Comment 91811

By kevlahan (registered) | Posted September 06, 2013 at 12:43:59 in reply to Comment 91808

I agree that the slate is likely to win, but even the assemblies themselves did some pre-selection: not every single project suggested during the assembly meetings made it onto the assembly's list of proposals.

So the current system has a two-stage rather than single-stage selection process (and each stage is democratic), but the second stage doesn't actually eliminate any proposals from the first round. It just tries to come up with a slate that makes sense for the whole ward since the individual assemblies didn't necessarily take into account what was being proposed by the others.

Another possibility would be to give each assembly a limit on the number of proposals they can submit.
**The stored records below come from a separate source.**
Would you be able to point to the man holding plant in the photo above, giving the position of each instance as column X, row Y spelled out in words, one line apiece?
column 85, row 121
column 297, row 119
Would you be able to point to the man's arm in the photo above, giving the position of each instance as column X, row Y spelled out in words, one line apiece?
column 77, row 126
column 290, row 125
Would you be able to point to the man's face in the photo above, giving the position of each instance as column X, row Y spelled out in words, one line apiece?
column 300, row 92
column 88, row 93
One important clarification: the neighbourhood associations had absolutely no role in either the assemblies or the compromise.

The only role they had was in nominating some members of the planning committee that drew up the by-laws for the whole process. The compromise was agreed by delegates elected by each of the assemblies, which don't necessarily correspond with particular neighbourhoods. There was no input from neighbourhood associations.

I guess I still think it makes sense to have the assembly delegates sit down and try to come up with a list that makes sense for the whole ward after the assemblies have made their separate proposals. For example, some proposals might naturally work well together, some might work at cross-purposes and some assemblies might put forward so many proposals they would dominate the entire ballot.

There is also a danger that a ballot with, say, 100 proposals would just be too complicated and difficult to vote on.